In Group 1, the intact radius was a mean of 5.7 times stronger in torsion and 4.2 times stronger in four-point bending than the radius with the segmental resection. In Group 2, the radius that was ostectomized and fixed with a plate was a mean of 4.0 times stronger in torsion and 2.7 times stronger in four-point bending than the ostectomized radius.
Removal of an eight-centimeter segment from the radius dramatically decreased both torsion and bending strength. Application of a plate over the defect in the radius significantly restored the strength of the radius (p = 0.01).

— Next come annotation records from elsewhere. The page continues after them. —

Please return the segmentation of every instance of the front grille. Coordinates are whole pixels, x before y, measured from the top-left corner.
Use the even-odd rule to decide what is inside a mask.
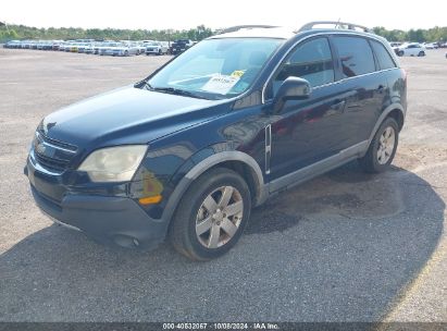
[[[36,161],[45,169],[62,172],[76,155],[77,147],[47,137],[41,131],[36,132],[33,143]]]

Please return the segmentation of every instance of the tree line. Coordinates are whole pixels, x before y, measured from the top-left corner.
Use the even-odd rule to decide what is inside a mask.
[[[386,29],[378,26],[374,33],[389,41],[446,41],[447,26],[435,26],[429,29]],[[12,39],[96,39],[96,40],[176,40],[193,39],[200,41],[216,33],[204,25],[190,29],[122,29],[122,28],[80,28],[80,27],[49,27],[38,28],[26,25],[0,26],[0,41]]]

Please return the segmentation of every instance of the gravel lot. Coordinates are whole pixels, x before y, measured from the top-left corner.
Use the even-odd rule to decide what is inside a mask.
[[[0,49],[0,321],[447,321],[447,59],[403,58],[394,167],[356,163],[253,211],[229,254],[114,249],[53,225],[22,174],[40,119],[169,57]]]

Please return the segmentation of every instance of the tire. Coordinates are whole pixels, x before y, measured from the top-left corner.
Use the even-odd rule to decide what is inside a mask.
[[[387,170],[396,155],[398,142],[398,124],[395,119],[386,118],[375,133],[365,156],[359,159],[361,168],[369,173]]]
[[[170,241],[190,259],[218,258],[237,243],[250,209],[250,191],[244,179],[229,169],[211,169],[184,194],[170,226]],[[228,211],[234,214],[226,217]]]

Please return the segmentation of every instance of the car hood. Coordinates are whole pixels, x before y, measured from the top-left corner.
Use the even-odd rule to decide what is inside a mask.
[[[47,115],[49,138],[75,146],[146,144],[227,111],[227,101],[204,100],[127,86]]]

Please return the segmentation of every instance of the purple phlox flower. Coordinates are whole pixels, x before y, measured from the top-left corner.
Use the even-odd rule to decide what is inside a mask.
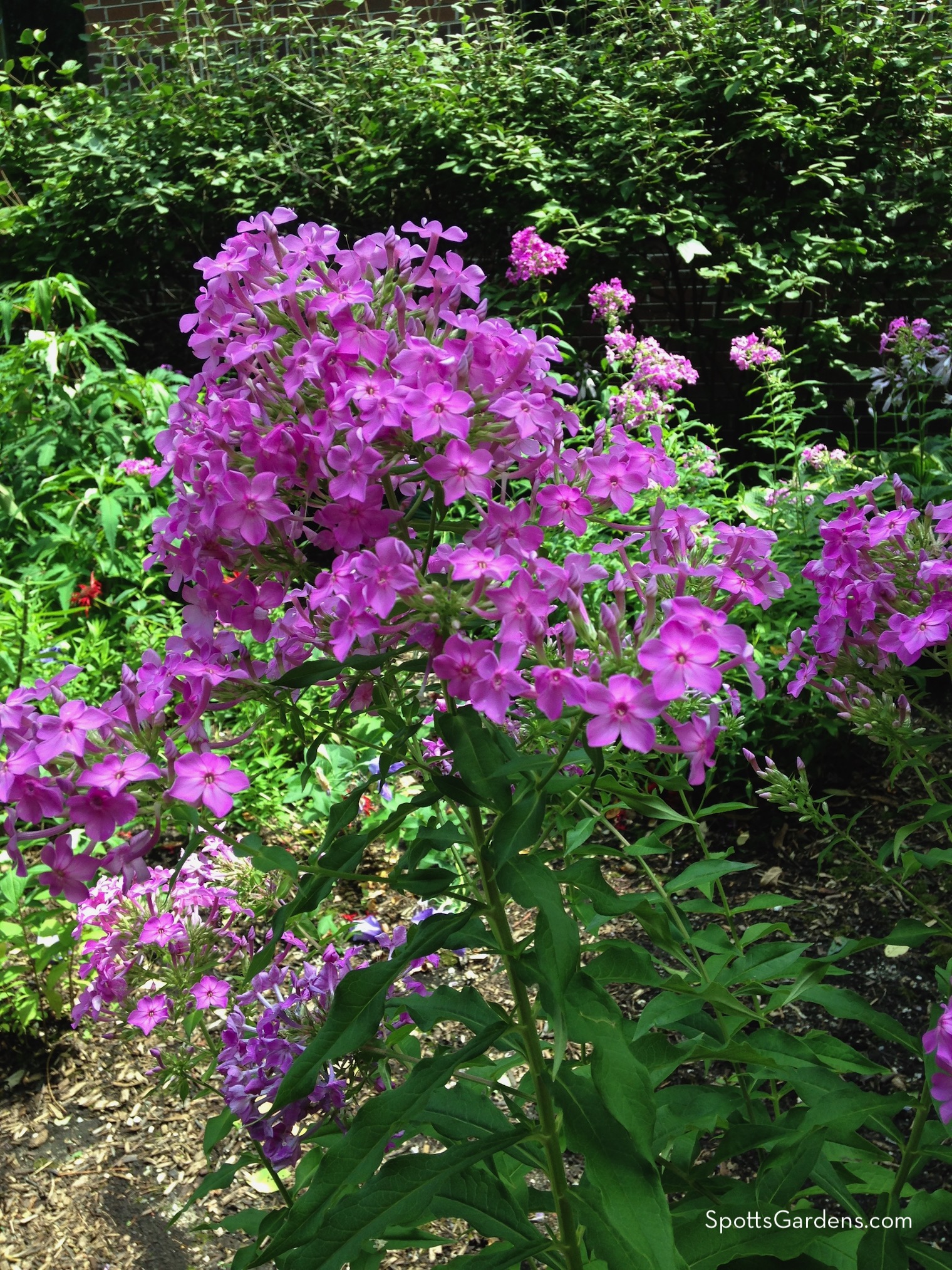
[[[216,979],[213,974],[203,974],[188,991],[195,998],[195,1010],[223,1010],[228,1003],[231,984],[225,979]]]
[[[248,776],[232,768],[231,759],[225,754],[193,751],[175,759],[175,780],[169,796],[192,806],[203,803],[213,817],[221,819],[234,806],[231,795],[246,790],[249,784]]]
[[[543,485],[537,495],[539,525],[565,525],[566,530],[581,537],[588,528],[585,517],[592,514],[592,503],[574,485]]]
[[[943,1006],[935,1026],[923,1036],[923,1049],[934,1054],[938,1063],[952,1067],[952,1001]]]
[[[228,502],[218,508],[217,521],[225,530],[235,530],[249,546],[260,546],[268,537],[268,522],[291,516],[287,503],[275,498],[277,476],[260,472],[250,481],[244,472],[230,471],[225,478]]]
[[[465,494],[487,499],[493,493],[486,476],[493,467],[489,450],[470,450],[465,441],[451,441],[444,453],[434,455],[423,466],[443,485],[446,503],[454,503]]]
[[[15,776],[10,784],[9,798],[17,804],[17,819],[27,824],[60,815],[62,795],[52,780],[42,776]]]
[[[523,696],[529,686],[519,674],[522,650],[518,644],[503,644],[499,657],[485,653],[476,667],[476,679],[470,688],[470,701],[493,723],[505,723],[509,702]]]
[[[557,273],[567,263],[564,248],[543,241],[536,232],[536,226],[527,225],[524,230],[513,234],[506,282],[528,282],[531,278]]]
[[[647,720],[661,712],[661,704],[650,687],[630,674],[589,683],[585,710],[594,715],[585,728],[589,745],[611,745],[621,737],[627,749],[646,754],[655,743],[655,729]]]
[[[458,225],[451,225],[448,229],[443,229],[439,221],[428,221],[426,217],[420,218],[419,225],[414,225],[413,221],[405,221],[400,226],[401,234],[419,234],[420,237],[425,239],[446,239],[447,243],[465,243],[466,231],[461,230]]]
[[[178,951],[188,947],[188,931],[174,913],[156,913],[143,923],[138,942],[155,944],[160,949],[171,946]]]
[[[110,789],[94,785],[86,794],[69,798],[66,810],[76,824],[85,827],[90,842],[107,842],[117,826],[135,817],[138,803],[131,794],[113,794]]]
[[[104,710],[85,701],[66,701],[55,715],[43,715],[37,724],[37,758],[48,763],[60,754],[81,756],[86,749],[86,733],[109,724]]]
[[[443,652],[433,658],[433,673],[446,682],[452,697],[468,701],[479,676],[477,667],[491,648],[493,644],[485,639],[473,643],[465,635],[451,635]]]
[[[797,626],[795,631],[791,632],[790,640],[787,641],[787,652],[777,663],[778,671],[786,671],[791,662],[796,658],[802,657],[803,648],[803,630]]]
[[[546,593],[533,583],[527,569],[519,569],[508,587],[494,587],[486,592],[496,615],[501,617],[500,639],[504,644],[528,644],[545,630],[545,622],[555,608]]]
[[[585,705],[588,685],[576,678],[570,669],[561,665],[533,665],[536,679],[536,705],[546,719],[561,718],[566,705]]]
[[[147,1036],[160,1024],[169,1019],[169,998],[164,992],[154,997],[140,997],[135,1010],[129,1012],[128,1022]]]
[[[612,278],[611,282],[597,282],[589,291],[589,304],[595,318],[603,321],[617,321],[635,304],[635,296],[626,291],[621,278]]]
[[[720,712],[713,705],[706,715],[693,714],[687,723],[677,723],[665,715],[665,721],[678,738],[678,749],[691,759],[688,781],[692,785],[703,785],[704,768],[715,766],[717,737],[724,732],[724,728],[718,726],[718,720]],[[666,749],[668,747],[658,745],[656,748]]]
[[[123,458],[119,464],[119,471],[126,472],[127,476],[151,476],[155,471],[155,460]]]
[[[133,781],[157,781],[161,772],[147,754],[107,754],[107,757],[86,768],[79,785],[94,785],[121,794]]]
[[[948,639],[949,611],[938,605],[929,605],[922,613],[908,617],[905,613],[892,613],[889,627],[880,635],[880,648],[883,653],[895,653],[904,665],[919,660],[924,648],[944,644]]]
[[[359,921],[353,922],[349,933],[352,944],[380,944],[386,937],[383,927],[373,913],[367,913]]]
[[[416,591],[415,560],[400,538],[381,538],[373,551],[362,551],[354,566],[366,579],[363,598],[378,617],[388,617],[399,596]]]
[[[890,538],[901,538],[913,521],[919,519],[919,513],[913,508],[896,508],[894,512],[885,512],[873,516],[867,522],[869,532],[869,546],[876,547]]]
[[[99,861],[89,853],[74,855],[69,833],[55,842],[47,842],[39,859],[50,871],[39,874],[37,881],[50,888],[53,899],[62,895],[71,904],[79,904],[89,895],[85,883],[95,876]]]
[[[885,476],[875,476],[872,480],[864,480],[859,485],[854,485],[852,489],[834,490],[833,494],[828,494],[823,500],[824,507],[833,507],[835,503],[845,503],[849,499],[857,502],[861,498],[867,498],[875,489],[886,480]]]
[[[651,671],[651,685],[659,701],[674,701],[688,688],[707,696],[721,686],[715,663],[720,646],[713,635],[696,632],[677,618],[664,621],[658,638],[638,649],[638,662]]]

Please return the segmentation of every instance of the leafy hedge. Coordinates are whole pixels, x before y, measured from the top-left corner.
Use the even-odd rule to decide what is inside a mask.
[[[779,321],[826,359],[856,329],[858,357],[883,309],[947,302],[942,4],[461,6],[453,29],[322,10],[182,4],[159,61],[107,41],[99,83],[8,66],[0,276],[84,277],[155,363],[180,359],[189,262],[236,215],[282,202],[358,234],[424,211],[465,222],[493,278],[534,221],[575,295],[619,273],[658,301],[642,320],[715,394],[729,333]]]

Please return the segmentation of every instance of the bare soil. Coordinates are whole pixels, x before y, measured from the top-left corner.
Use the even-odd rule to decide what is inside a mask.
[[[821,765],[823,779],[815,782],[823,790],[840,791],[831,796],[835,810],[854,814],[863,806],[869,809],[854,832],[873,848],[911,818],[901,808],[919,796],[911,786],[885,786],[880,758],[873,747],[845,739]],[[625,818],[618,824],[633,836],[647,827]],[[776,916],[790,925],[795,939],[810,942],[810,954],[826,954],[844,939],[885,936],[901,917],[919,916],[900,892],[871,875],[862,862],[842,851],[821,857],[824,843],[812,829],[760,800],[754,799],[751,810],[716,818],[708,841],[712,850],[731,847],[736,859],[755,866],[725,880],[732,900],[743,902],[757,890],[797,900],[796,907]],[[947,845],[942,824],[916,838],[919,848],[941,845]],[[658,867],[664,874],[697,859],[697,845],[687,834],[675,838],[674,846],[670,859],[652,857],[654,865],[663,862]],[[376,871],[372,860],[366,871]],[[645,889],[636,866],[627,861],[607,865],[605,876],[618,892]],[[919,874],[913,885],[948,911],[948,870]],[[385,894],[374,883],[345,886],[338,898],[344,909],[377,912],[386,926],[407,916],[406,902]],[[754,913],[750,919],[763,916]],[[528,914],[517,909],[514,921],[519,931],[528,931]],[[646,944],[631,918],[602,926],[598,936]],[[941,997],[935,968],[949,956],[952,945],[947,944],[890,956],[877,947],[844,963],[850,978],[839,982],[916,1035],[928,1026],[929,1010]],[[434,980],[472,983],[491,999],[506,1001],[505,978],[490,956],[459,960],[447,955]],[[633,1016],[650,999],[650,991],[625,986],[616,996],[622,1010]],[[920,1086],[916,1057],[878,1041],[862,1024],[830,1020],[819,1007],[801,1005],[778,1020],[778,1026],[791,1031],[825,1027],[871,1053],[889,1074],[863,1078],[867,1088],[909,1090],[911,1102]],[[458,1038],[448,1029],[443,1039]],[[62,1027],[47,1027],[30,1040],[0,1034],[5,1182],[0,1193],[0,1270],[211,1270],[228,1265],[244,1236],[228,1234],[218,1223],[241,1209],[268,1206],[273,1196],[261,1191],[263,1180],[254,1170],[244,1170],[232,1187],[212,1193],[169,1227],[169,1218],[207,1172],[202,1133],[221,1105],[211,1099],[183,1105],[169,1095],[150,1096],[145,1073],[151,1066],[143,1041],[84,1038]],[[691,1078],[691,1073],[678,1078]],[[415,1139],[407,1149],[429,1151],[430,1143]],[[578,1172],[581,1162],[571,1166]],[[743,1161],[729,1167],[744,1172]],[[920,1176],[918,1185],[952,1189],[952,1170],[935,1167]],[[952,1231],[933,1227],[929,1234],[937,1247],[952,1248]],[[434,1236],[443,1242],[419,1252],[393,1252],[385,1266],[442,1265],[485,1242],[466,1238],[465,1229],[453,1222],[438,1223]]]

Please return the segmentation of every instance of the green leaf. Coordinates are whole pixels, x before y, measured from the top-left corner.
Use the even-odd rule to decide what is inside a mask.
[[[494,1137],[498,1140],[504,1133]],[[437,1218],[461,1218],[480,1234],[510,1243],[531,1243],[537,1234],[526,1214],[485,1166],[451,1175],[437,1191],[432,1212]]]
[[[99,499],[99,518],[103,522],[103,532],[105,533],[105,541],[109,544],[109,550],[114,551],[116,535],[122,521],[122,504],[112,494],[103,494]]]
[[[246,834],[235,847],[235,855],[250,860],[259,872],[272,872],[277,869],[291,878],[297,878],[301,869],[289,851],[261,842],[256,833]]]
[[[348,1132],[333,1139],[319,1160],[307,1190],[296,1196],[281,1229],[274,1232],[267,1257],[270,1260],[308,1243],[339,1196],[373,1177],[395,1134],[420,1123],[433,1091],[444,1086],[458,1068],[485,1053],[500,1031],[501,1025],[494,1025],[459,1049],[438,1050],[434,1057],[416,1063],[401,1086],[368,1099]]]
[[[306,1099],[327,1063],[371,1040],[380,1027],[387,989],[392,982],[415,958],[454,946],[453,937],[468,921],[468,911],[434,913],[411,930],[406,944],[393,949],[388,961],[374,961],[344,975],[334,993],[324,1026],[303,1054],[298,1054],[281,1082],[274,1110],[279,1111],[289,1102]],[[505,1025],[500,1024],[499,1027],[501,1031]]]
[[[857,1248],[863,1270],[909,1270],[909,1253],[895,1231],[867,1231]]]
[[[654,1158],[638,1151],[584,1072],[564,1067],[555,1093],[569,1148],[585,1157],[584,1177],[570,1195],[590,1251],[608,1270],[680,1266]]]
[[[609,794],[617,794],[632,812],[637,812],[651,820],[673,820],[675,824],[692,823],[689,817],[669,806],[658,794],[642,794],[635,786],[622,785],[611,776],[599,777],[598,789],[607,790]]]
[[[664,984],[650,952],[637,944],[612,940],[599,944],[599,949],[602,951],[585,965],[585,973],[598,983],[638,983],[646,988]]]
[[[546,818],[546,795],[529,790],[493,827],[491,848],[496,866],[534,846]]]
[[[456,1270],[522,1270],[531,1257],[541,1256],[548,1247],[548,1240],[534,1240],[532,1243],[491,1243],[487,1248],[453,1257],[447,1261]],[[592,1266],[592,1270],[595,1270]]]
[[[345,671],[378,671],[387,662],[392,662],[393,653],[373,653],[371,655],[354,653],[343,662],[336,662],[330,657],[316,658],[314,662],[305,662],[296,665],[293,671],[282,674],[274,682],[281,688],[310,688],[315,683],[325,679],[336,679]]]
[[[449,1147],[437,1154],[405,1154],[383,1165],[359,1190],[344,1194],[324,1214],[302,1247],[283,1255],[286,1270],[340,1270],[367,1240],[380,1238],[388,1226],[424,1219],[448,1181],[481,1160],[520,1142],[526,1130],[510,1129],[477,1142]],[[268,1255],[274,1256],[272,1248]]]
[[[222,1111],[220,1115],[212,1116],[208,1124],[204,1126],[204,1137],[202,1138],[202,1151],[206,1153],[206,1158],[212,1158],[212,1152],[227,1138],[231,1132],[231,1126],[235,1124],[234,1111]]]
[[[748,869],[753,869],[754,865],[741,864],[739,860],[726,860],[718,856],[711,856],[708,860],[696,860],[693,864],[679,872],[677,878],[671,878],[670,881],[665,883],[665,890],[669,895],[677,895],[680,890],[689,890],[692,886],[707,897],[711,898],[713,892],[713,884],[720,878],[726,878],[727,874],[732,872],[745,872]]]
[[[433,1031],[438,1022],[452,1019],[453,1022],[462,1024],[470,1031],[479,1033],[484,1027],[494,1027],[500,1019],[505,1022],[501,1006],[491,1006],[475,988],[448,988],[440,984],[429,997],[401,997],[400,1006],[405,1010],[418,1027],[424,1031]]]
[[[716,1199],[699,1195],[678,1204],[673,1213],[674,1233],[691,1270],[718,1270],[720,1266],[755,1256],[796,1261],[817,1240],[812,1227],[801,1224],[797,1229],[793,1224],[797,1219],[805,1222],[807,1215],[815,1217],[816,1210],[810,1205],[791,1208],[783,1218],[790,1223],[786,1227],[774,1224],[774,1214],[762,1214],[759,1227],[755,1227],[746,1219],[748,1213],[759,1213],[754,1187],[748,1182],[732,1184]],[[735,1226],[735,1220],[739,1224]],[[867,1267],[863,1266],[863,1270]]]
[[[438,734],[453,751],[453,770],[459,780],[482,801],[505,812],[512,800],[510,781],[499,770],[510,758],[500,738],[484,728],[472,706],[434,720]]]
[[[757,1173],[757,1196],[760,1210],[782,1208],[806,1184],[820,1158],[826,1126],[817,1126],[781,1142],[762,1161]]]

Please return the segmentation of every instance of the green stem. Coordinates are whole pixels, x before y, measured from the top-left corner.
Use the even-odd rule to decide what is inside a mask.
[[[895,1213],[899,1208],[902,1198],[902,1187],[909,1179],[909,1173],[915,1163],[915,1157],[919,1154],[919,1143],[922,1142],[923,1130],[925,1129],[925,1121],[929,1119],[929,1111],[932,1111],[932,1100],[928,1090],[923,1090],[919,1106],[915,1111],[915,1119],[913,1120],[913,1126],[909,1130],[909,1138],[902,1148],[902,1158],[899,1165],[896,1180],[894,1181],[892,1190],[890,1191],[889,1206],[886,1209],[887,1213]]]
[[[23,584],[23,617],[20,618],[20,648],[17,654],[17,687],[23,682],[23,664],[27,659],[27,627],[29,625],[29,583]]]
[[[509,989],[515,1002],[515,1017],[518,1030],[523,1038],[526,1060],[529,1067],[529,1077],[536,1095],[536,1113],[538,1115],[539,1138],[546,1153],[546,1173],[552,1186],[556,1215],[559,1218],[559,1246],[565,1253],[567,1270],[583,1270],[581,1248],[579,1246],[579,1233],[569,1195],[569,1179],[565,1172],[565,1160],[559,1142],[559,1116],[556,1113],[552,1091],[546,1069],[546,1057],[542,1052],[538,1030],[536,1027],[536,1013],[529,999],[526,984],[519,978],[517,969],[518,950],[513,931],[509,926],[509,917],[505,911],[505,902],[493,862],[486,851],[486,836],[482,829],[482,819],[477,812],[470,812],[470,824],[472,827],[476,864],[480,871],[482,894],[486,902],[487,918],[493,935],[503,951],[503,964],[505,965]]]

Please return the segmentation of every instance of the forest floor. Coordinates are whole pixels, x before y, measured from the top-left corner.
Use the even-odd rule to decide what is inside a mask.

由于桡骨病理性骨折,桡骨前臂骨皮瓣已不再受欢迎。本研究的目的是提出一种通过预防性固定供区缺损来降低病理性骨折发生率的方法,并对该技术进行生物力学评估。
采集两组十对匹配的新鲜冷冻尸体桡骨。在第1组中,切除8厘米长的桡骨,其占骨横截面积的50%,以模拟桡骨前臂骨皮瓣供区缺损。在每对中的一根骨上制造这种缺损,而另一根骨保持完整。在第2组中,十对匹配桡骨的两根骨都制造了如前所述的相同缺损。然而,每对中的一根桡骨在节段性缺损处放置一块12孔、3.5毫米的动力加压钢板。在每组中,五对匹配的桡骨进行扭转试验直至破坏,五对匹配的桡骨进行四点弯曲试验直至破坏。
在第1组中,完整桡骨的扭转强度平均比有节段切除的桡骨强5.7倍,四点弯曲强度强4.2倍。在第2组中,切除并钢板固定的桡骨的扭转强度平均比切除的桡骨强4.0倍,四点弯曲强度强2.7倍。
从桡骨切除8厘米节段显著降低了扭转和弯曲强度。在桡骨缺损处应用钢板可显著恢复桡骨强度(p = 0.01)。